Ser Extensionista Rural é trabalhar para e com as pessoas. Compreender que você não sabe tudo e está disposto a aprender, cada dia um pouco. O Extensionista, na verdade, mais aprende do que ensina. Mas ele é um agente importante do desenvolvimento rural, pois ele conecta pessoas e experiências.
Ser Extensionista Rural é um papel para poucos! Não é qualquer pessoa que consegue ser protagonista de uma área tão importante para o desenvolvimento rural no mundo.
Nunca oriente sua prática pedagógica pelo estudante que não possui compromisso com o processo de aprendizagem.

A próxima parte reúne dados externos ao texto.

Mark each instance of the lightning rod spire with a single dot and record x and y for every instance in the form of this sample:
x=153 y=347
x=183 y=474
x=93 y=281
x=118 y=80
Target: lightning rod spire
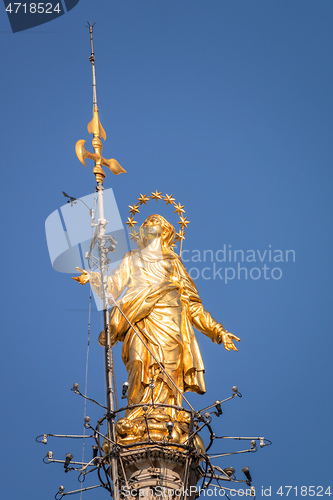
x=95 y=128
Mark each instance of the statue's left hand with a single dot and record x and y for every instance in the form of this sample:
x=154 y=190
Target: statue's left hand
x=83 y=278
x=227 y=338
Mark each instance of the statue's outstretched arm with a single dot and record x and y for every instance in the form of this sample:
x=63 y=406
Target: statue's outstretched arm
x=205 y=323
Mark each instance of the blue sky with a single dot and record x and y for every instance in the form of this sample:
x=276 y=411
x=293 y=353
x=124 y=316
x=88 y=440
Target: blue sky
x=226 y=104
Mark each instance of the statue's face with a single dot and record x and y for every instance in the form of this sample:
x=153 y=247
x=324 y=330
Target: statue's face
x=151 y=229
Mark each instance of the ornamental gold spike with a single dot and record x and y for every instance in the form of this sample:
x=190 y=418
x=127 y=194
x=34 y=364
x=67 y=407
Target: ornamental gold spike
x=95 y=128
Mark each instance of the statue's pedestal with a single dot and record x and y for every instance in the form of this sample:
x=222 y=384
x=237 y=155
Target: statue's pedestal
x=158 y=472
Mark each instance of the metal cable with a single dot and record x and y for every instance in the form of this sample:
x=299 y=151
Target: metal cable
x=86 y=382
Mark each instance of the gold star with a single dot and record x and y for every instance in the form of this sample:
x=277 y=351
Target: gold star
x=134 y=235
x=134 y=208
x=143 y=199
x=168 y=199
x=180 y=235
x=130 y=222
x=179 y=209
x=156 y=196
x=183 y=221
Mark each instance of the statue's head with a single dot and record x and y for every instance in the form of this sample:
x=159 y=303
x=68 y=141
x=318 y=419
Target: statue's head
x=156 y=227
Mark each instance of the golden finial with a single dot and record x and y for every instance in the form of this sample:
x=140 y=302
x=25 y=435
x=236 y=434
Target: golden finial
x=156 y=196
x=95 y=128
x=130 y=221
x=179 y=209
x=143 y=199
x=168 y=199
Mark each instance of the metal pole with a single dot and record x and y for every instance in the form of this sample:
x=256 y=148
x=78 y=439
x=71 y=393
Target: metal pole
x=102 y=222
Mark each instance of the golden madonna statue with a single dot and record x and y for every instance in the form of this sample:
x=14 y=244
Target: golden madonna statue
x=160 y=299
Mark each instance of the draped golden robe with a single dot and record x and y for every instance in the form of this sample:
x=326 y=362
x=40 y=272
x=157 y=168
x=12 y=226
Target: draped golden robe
x=159 y=298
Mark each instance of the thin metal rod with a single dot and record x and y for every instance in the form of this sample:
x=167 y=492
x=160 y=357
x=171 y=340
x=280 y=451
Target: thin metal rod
x=92 y=60
x=108 y=351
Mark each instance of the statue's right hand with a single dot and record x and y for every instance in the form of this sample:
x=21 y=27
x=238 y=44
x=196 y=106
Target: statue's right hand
x=83 y=278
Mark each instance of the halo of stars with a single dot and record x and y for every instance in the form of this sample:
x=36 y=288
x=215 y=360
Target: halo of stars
x=169 y=200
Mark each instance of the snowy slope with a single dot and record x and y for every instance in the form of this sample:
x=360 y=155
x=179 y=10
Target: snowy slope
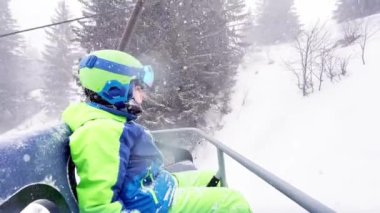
x=327 y=144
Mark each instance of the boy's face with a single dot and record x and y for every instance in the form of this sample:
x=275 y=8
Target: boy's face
x=138 y=94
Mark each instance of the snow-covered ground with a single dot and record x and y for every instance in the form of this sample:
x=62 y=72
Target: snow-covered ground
x=326 y=144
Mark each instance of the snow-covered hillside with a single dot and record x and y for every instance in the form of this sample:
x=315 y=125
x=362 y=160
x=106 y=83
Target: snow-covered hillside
x=326 y=144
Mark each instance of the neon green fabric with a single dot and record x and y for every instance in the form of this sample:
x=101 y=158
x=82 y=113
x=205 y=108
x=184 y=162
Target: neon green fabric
x=89 y=152
x=191 y=197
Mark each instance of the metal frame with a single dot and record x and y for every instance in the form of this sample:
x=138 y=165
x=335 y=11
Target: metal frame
x=301 y=198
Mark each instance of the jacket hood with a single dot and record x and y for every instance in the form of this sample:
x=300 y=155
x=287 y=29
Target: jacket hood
x=78 y=114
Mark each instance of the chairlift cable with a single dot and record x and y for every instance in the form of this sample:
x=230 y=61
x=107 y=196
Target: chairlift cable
x=56 y=23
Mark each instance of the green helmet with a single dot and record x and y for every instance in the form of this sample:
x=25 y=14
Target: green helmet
x=111 y=74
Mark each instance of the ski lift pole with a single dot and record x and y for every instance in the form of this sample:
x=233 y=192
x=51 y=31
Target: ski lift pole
x=131 y=25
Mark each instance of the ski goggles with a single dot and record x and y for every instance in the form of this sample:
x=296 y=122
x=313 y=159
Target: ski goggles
x=145 y=74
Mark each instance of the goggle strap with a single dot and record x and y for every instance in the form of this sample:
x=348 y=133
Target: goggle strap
x=93 y=61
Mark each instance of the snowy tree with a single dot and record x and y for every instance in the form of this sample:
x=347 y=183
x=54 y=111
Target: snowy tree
x=193 y=49
x=12 y=75
x=276 y=22
x=104 y=30
x=59 y=58
x=351 y=9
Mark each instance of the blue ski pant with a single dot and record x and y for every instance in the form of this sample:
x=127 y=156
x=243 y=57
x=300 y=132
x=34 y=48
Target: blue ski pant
x=192 y=195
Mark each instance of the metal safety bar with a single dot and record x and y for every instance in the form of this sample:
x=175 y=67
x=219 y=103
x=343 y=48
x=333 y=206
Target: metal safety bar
x=302 y=199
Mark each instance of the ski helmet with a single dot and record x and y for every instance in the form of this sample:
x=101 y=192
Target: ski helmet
x=111 y=74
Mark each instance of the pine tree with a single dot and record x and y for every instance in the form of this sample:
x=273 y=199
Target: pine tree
x=10 y=72
x=276 y=22
x=59 y=58
x=193 y=50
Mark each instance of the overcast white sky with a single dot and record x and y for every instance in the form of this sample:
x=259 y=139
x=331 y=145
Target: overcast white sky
x=38 y=12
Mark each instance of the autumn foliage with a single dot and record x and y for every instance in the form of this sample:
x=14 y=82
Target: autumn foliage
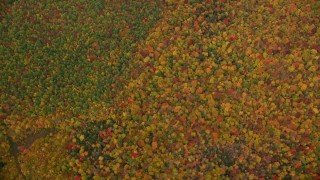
x=172 y=89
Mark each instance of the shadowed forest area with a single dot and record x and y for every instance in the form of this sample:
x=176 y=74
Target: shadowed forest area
x=178 y=89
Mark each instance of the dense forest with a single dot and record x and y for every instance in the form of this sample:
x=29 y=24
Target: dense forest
x=159 y=89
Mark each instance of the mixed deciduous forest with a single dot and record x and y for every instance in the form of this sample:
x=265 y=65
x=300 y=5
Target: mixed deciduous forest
x=159 y=89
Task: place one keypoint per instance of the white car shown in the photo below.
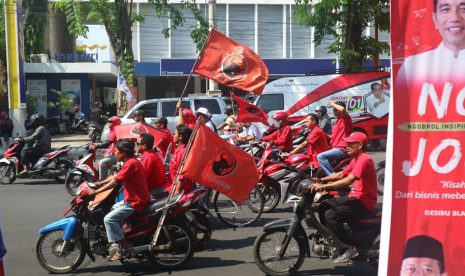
(166, 107)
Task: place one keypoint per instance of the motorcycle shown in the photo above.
(73, 126)
(380, 166)
(95, 132)
(52, 165)
(283, 245)
(53, 124)
(277, 171)
(63, 245)
(85, 170)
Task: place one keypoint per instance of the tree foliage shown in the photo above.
(346, 21)
(118, 17)
(35, 20)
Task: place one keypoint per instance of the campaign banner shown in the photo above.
(424, 213)
(38, 90)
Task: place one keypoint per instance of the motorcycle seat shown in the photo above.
(155, 205)
(375, 213)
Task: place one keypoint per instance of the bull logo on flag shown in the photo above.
(138, 130)
(224, 163)
(234, 66)
(252, 109)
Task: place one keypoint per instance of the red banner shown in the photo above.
(427, 200)
(214, 163)
(232, 64)
(249, 112)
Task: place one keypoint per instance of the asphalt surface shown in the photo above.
(28, 205)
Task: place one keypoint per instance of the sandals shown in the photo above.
(122, 254)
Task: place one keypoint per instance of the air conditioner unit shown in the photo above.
(39, 58)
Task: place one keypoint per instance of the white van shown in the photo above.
(299, 96)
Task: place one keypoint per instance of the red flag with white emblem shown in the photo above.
(214, 163)
(249, 112)
(232, 64)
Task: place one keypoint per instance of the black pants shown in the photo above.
(334, 212)
(31, 155)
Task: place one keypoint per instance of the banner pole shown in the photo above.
(173, 187)
(193, 67)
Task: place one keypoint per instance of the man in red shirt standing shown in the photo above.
(162, 124)
(136, 195)
(360, 201)
(281, 138)
(316, 141)
(342, 129)
(153, 166)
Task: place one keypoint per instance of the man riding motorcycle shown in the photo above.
(42, 145)
(281, 138)
(109, 159)
(360, 201)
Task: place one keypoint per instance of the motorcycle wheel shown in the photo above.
(239, 214)
(72, 182)
(69, 129)
(184, 246)
(265, 252)
(54, 128)
(48, 248)
(380, 178)
(203, 236)
(7, 173)
(272, 196)
(64, 166)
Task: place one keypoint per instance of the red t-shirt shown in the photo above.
(111, 149)
(163, 145)
(133, 178)
(316, 144)
(282, 138)
(342, 129)
(154, 170)
(365, 188)
(174, 166)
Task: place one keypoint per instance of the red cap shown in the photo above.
(357, 137)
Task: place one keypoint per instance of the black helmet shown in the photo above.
(38, 119)
(321, 111)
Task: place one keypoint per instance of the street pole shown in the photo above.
(212, 85)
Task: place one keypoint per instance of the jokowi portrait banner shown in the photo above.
(424, 209)
(214, 163)
(232, 64)
(249, 112)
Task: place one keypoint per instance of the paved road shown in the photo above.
(27, 206)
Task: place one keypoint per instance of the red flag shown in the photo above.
(135, 130)
(250, 113)
(214, 163)
(232, 64)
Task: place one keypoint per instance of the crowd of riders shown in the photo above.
(145, 179)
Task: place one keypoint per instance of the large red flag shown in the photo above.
(214, 163)
(232, 64)
(250, 113)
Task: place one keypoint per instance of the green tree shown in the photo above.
(346, 20)
(118, 17)
(35, 21)
(62, 103)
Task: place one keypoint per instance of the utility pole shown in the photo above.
(212, 85)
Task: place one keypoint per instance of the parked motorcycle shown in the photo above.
(95, 132)
(63, 245)
(53, 124)
(380, 166)
(52, 165)
(85, 170)
(283, 245)
(72, 124)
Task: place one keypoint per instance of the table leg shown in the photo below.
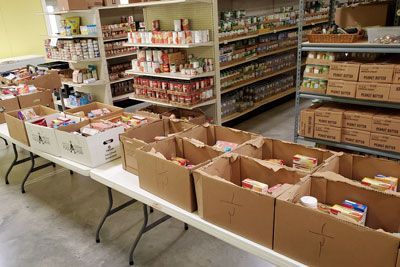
(110, 211)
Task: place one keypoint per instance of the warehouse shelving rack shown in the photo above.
(347, 48)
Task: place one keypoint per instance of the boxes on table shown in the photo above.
(16, 126)
(317, 238)
(223, 201)
(164, 172)
(147, 134)
(91, 151)
(277, 151)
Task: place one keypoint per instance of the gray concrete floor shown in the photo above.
(54, 223)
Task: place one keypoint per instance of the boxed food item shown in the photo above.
(280, 151)
(316, 237)
(373, 91)
(346, 71)
(195, 116)
(220, 137)
(376, 73)
(341, 88)
(147, 134)
(328, 133)
(16, 121)
(356, 137)
(91, 143)
(386, 123)
(95, 110)
(329, 115)
(385, 142)
(166, 167)
(223, 199)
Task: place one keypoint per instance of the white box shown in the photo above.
(44, 138)
(91, 151)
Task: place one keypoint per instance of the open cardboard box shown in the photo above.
(319, 239)
(168, 180)
(144, 135)
(16, 127)
(209, 134)
(114, 111)
(265, 149)
(222, 200)
(91, 151)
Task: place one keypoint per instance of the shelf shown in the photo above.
(251, 81)
(258, 56)
(171, 45)
(205, 103)
(259, 104)
(351, 47)
(350, 100)
(177, 76)
(356, 148)
(122, 80)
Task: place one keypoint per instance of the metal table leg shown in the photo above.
(110, 211)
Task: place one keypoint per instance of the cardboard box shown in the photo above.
(359, 119)
(115, 111)
(329, 115)
(16, 127)
(376, 73)
(373, 91)
(44, 138)
(66, 5)
(6, 106)
(91, 151)
(265, 149)
(385, 142)
(145, 134)
(168, 180)
(346, 71)
(341, 88)
(328, 133)
(318, 239)
(394, 94)
(356, 137)
(222, 201)
(362, 15)
(209, 134)
(195, 116)
(386, 123)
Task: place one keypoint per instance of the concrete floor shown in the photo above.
(54, 223)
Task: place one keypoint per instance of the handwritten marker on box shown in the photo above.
(255, 186)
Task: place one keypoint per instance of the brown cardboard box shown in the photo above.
(145, 134)
(329, 115)
(195, 116)
(318, 239)
(328, 133)
(346, 71)
(394, 94)
(376, 73)
(265, 149)
(6, 106)
(356, 137)
(209, 134)
(222, 200)
(168, 180)
(362, 15)
(359, 119)
(385, 142)
(16, 127)
(341, 88)
(96, 105)
(373, 91)
(65, 5)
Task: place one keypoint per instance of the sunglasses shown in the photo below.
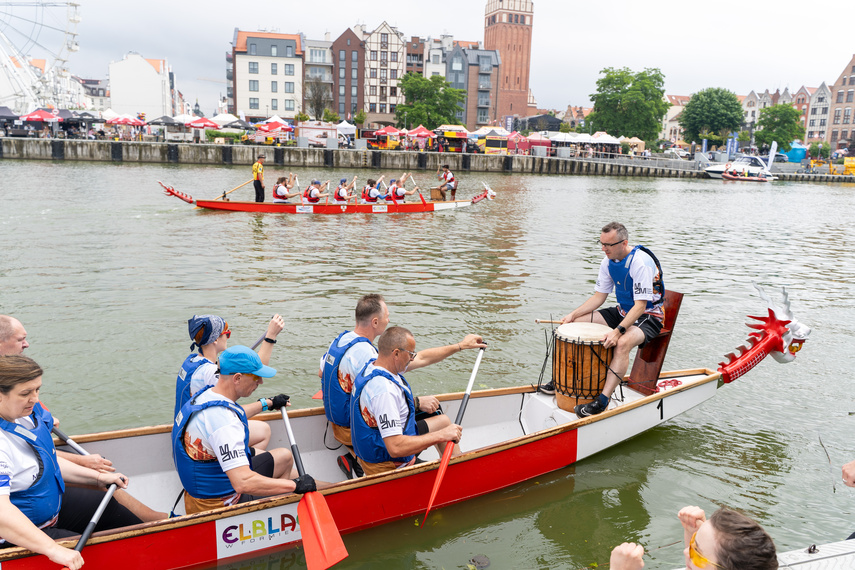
(699, 559)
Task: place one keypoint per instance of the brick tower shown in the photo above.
(507, 28)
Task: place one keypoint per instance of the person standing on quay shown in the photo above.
(258, 178)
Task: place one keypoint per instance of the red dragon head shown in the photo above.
(778, 334)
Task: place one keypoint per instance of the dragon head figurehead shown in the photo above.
(778, 334)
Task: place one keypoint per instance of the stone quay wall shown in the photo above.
(215, 154)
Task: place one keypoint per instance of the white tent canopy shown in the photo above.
(345, 128)
(224, 119)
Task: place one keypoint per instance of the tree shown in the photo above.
(429, 101)
(712, 110)
(779, 123)
(318, 96)
(629, 104)
(331, 116)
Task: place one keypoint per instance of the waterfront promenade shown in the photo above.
(216, 154)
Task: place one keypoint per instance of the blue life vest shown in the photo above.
(336, 399)
(624, 286)
(41, 502)
(367, 443)
(203, 479)
(182, 383)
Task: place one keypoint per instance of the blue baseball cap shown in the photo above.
(244, 360)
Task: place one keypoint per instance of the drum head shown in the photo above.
(585, 332)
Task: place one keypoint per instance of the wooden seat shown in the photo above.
(649, 359)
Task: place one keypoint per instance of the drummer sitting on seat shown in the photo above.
(636, 278)
(387, 430)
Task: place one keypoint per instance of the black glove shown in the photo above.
(279, 401)
(305, 484)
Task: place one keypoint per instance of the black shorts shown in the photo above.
(649, 325)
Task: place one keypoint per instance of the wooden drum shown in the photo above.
(580, 363)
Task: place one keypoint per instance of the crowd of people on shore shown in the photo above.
(372, 192)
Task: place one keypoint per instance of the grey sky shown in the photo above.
(757, 45)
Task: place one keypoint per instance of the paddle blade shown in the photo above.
(443, 465)
(321, 539)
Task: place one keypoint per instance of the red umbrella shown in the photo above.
(203, 123)
(41, 116)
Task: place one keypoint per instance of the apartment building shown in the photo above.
(267, 74)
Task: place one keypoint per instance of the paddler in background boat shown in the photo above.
(211, 334)
(371, 193)
(281, 193)
(342, 194)
(448, 182)
(390, 426)
(636, 278)
(38, 501)
(398, 191)
(13, 341)
(349, 353)
(258, 178)
(728, 540)
(314, 192)
(212, 426)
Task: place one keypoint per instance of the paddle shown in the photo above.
(449, 446)
(321, 538)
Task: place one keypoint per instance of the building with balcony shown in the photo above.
(385, 64)
(140, 85)
(348, 74)
(507, 29)
(476, 71)
(842, 129)
(267, 74)
(318, 77)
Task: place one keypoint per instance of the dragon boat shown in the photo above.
(510, 435)
(391, 206)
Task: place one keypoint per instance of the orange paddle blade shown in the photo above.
(443, 465)
(321, 539)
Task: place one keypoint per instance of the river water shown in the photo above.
(104, 271)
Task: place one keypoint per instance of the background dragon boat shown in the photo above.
(327, 207)
(510, 435)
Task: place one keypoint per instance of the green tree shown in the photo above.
(331, 116)
(629, 104)
(429, 101)
(713, 110)
(779, 123)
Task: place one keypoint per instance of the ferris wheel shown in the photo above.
(36, 39)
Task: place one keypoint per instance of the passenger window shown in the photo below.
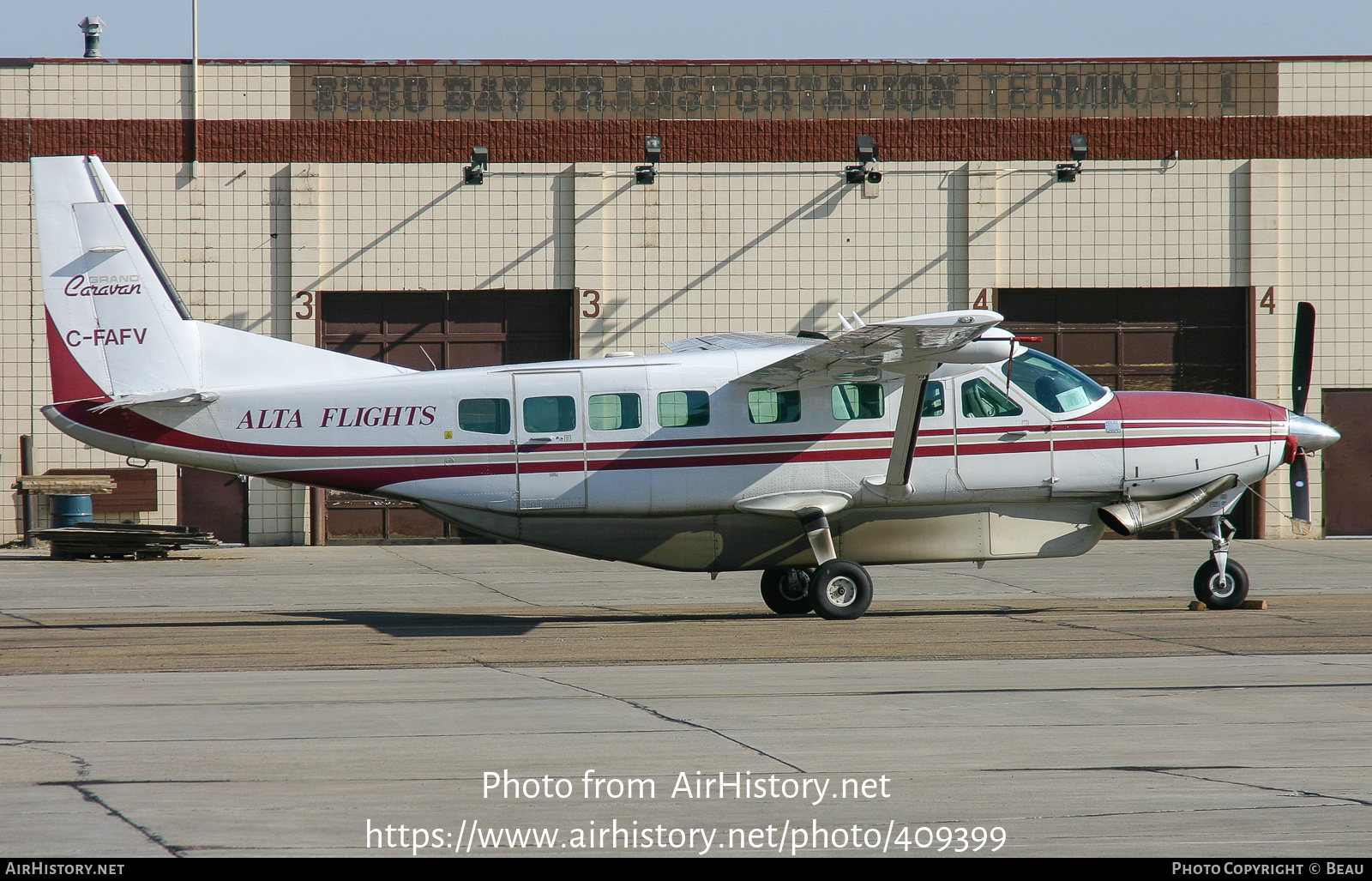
(487, 416)
(614, 412)
(549, 414)
(858, 401)
(768, 405)
(981, 400)
(933, 401)
(683, 409)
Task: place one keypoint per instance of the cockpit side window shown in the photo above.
(1056, 386)
(981, 400)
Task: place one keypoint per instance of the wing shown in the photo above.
(910, 346)
(741, 339)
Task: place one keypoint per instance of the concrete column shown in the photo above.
(985, 240)
(593, 279)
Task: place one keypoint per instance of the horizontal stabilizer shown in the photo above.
(175, 395)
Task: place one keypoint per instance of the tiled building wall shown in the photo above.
(1324, 88)
(143, 91)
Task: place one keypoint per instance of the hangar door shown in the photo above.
(425, 331)
(1348, 464)
(1146, 339)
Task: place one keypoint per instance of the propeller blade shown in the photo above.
(1300, 490)
(1303, 356)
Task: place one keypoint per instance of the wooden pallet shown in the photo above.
(123, 540)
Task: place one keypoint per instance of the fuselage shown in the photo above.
(648, 459)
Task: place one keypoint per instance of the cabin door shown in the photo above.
(549, 439)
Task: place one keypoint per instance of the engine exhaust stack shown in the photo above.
(1131, 517)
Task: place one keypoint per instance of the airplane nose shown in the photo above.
(1310, 432)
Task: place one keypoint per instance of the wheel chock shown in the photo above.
(1195, 606)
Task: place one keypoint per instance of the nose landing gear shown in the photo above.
(1220, 582)
(786, 590)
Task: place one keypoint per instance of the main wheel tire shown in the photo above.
(1221, 593)
(840, 590)
(786, 590)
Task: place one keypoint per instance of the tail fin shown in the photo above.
(116, 324)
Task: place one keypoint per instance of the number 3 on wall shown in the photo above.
(592, 301)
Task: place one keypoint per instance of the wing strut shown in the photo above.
(903, 445)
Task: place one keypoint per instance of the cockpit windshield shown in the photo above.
(1056, 386)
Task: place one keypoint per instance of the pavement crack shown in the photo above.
(470, 581)
(82, 766)
(21, 618)
(151, 836)
(1122, 633)
(652, 713)
(1303, 794)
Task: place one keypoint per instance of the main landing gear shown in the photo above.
(1220, 582)
(836, 589)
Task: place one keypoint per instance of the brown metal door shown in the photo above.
(213, 501)
(1348, 464)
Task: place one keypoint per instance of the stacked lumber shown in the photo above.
(66, 485)
(123, 540)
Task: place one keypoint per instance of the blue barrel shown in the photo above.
(72, 510)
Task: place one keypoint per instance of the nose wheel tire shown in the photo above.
(840, 589)
(786, 590)
(1221, 593)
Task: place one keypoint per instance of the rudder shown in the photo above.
(116, 325)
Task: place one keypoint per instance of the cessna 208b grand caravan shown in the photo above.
(930, 438)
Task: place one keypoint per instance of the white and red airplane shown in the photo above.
(930, 438)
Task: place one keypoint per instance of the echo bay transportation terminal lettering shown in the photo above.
(724, 785)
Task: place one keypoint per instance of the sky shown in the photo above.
(692, 29)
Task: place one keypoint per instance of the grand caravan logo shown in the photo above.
(103, 286)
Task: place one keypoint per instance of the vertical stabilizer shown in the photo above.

As atividades agropecuárias desenvolvidas pelos produtores rurais não são uma competição em que somente os melhores se destacam no pódio. Ao contrário, a cooperação, união e ajuda mútua fazem os produtores crescerem muito mais que a adoção de princípios individualistas.
Não faço assistência técnica. Faço formação continuada, crio vínculos e auxilio as famílias na construção de projetos e sonhos através da Extensão Rural.
Não é sobre se formar Técnico em Agricultura de Precisão, é sobre se tornar Técnico em Agricultura de Precisão.
Fazer Extensão Rural não é um ato de promoção individual, mas um ato da promoção do desenvolvimento da família rural.
Se um pesquisador não conseguir se comunicar com um agricultor, ele terá falhado em construir e disseminar o conhecimento científico de forma eficaz.
Não ignorando os problemas de acesso à internet e vulnerabilidade social e econômica das famílias para compra de computadores e smartfones, sem dúvida, caso a ATER digital se torne uma complementação do trabalho extensionista e não uma forma de precarização mais aguda da extensão rural no país, é possível que haja ganhos circunstanciais no processo de comunicação entre agricultores e extensionistas.
Não há como melhorar os indicadores de desenvolvimento rural sem a contratação de novos Extensionistas Rurais.
O problema não está na forma de ensinar, mas na baixa capacidade dos estudantes se tornarem protagonistas do conhecimento e da sua própria história.